II - Voies d'action en cas de retard, blocage ou demande abusive
Si la préfecture ne répond pas, refuse un rendez?vous, ne délivre pas d'API ou demande des pièces injustifiées, l'usager peut envoyer un courrier simple rappelant la circulaire du 5 avril 2026 et demander la régularisation de sa situation. En cas d'urgence (perte d'emploi, fin de droits, impossibilité de travailler), il peut saisir le tribunal administratif en référé mesures utiles pour obtenir un rendez?vous ou une API, ou en référé liberté si le retard porte une atteinte grave à sa vie privée ou à son droit au travail. L'usager doit conserver toutes les preuves : captures ANEF, accusés de dépôt, échanges avec l'employeur, relances. Ces éléments permettent de démontrer que la préfecture n'a pas respecté les instructions internes qui lui sont imposées.

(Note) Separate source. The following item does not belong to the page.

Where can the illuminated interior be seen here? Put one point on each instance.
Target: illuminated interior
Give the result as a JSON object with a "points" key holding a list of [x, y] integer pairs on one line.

La circulaire du 5 avril 2026 offre enfin aux usagers des repères concrets pour sécuriser leurs démarches : continuité du séjour, API automatiques, réduction des pièces exigées, accès physique pour les personnes vulnérables et procédures plus simples pour les cartes pluriannuelles. Même non publiée au Journal officiel, elle s'impose aux préfectures et constitue un appui solide pour faire valoir ses droits, éviter les ruptures de droits et contester les blocages injustifiés. En s'appuyant sur ces nouvelles garanties, chacun peut désormais mieux anticiper ses démarches, réagir face aux retards et obtenir un traitement conforme aux obligations de l'administration.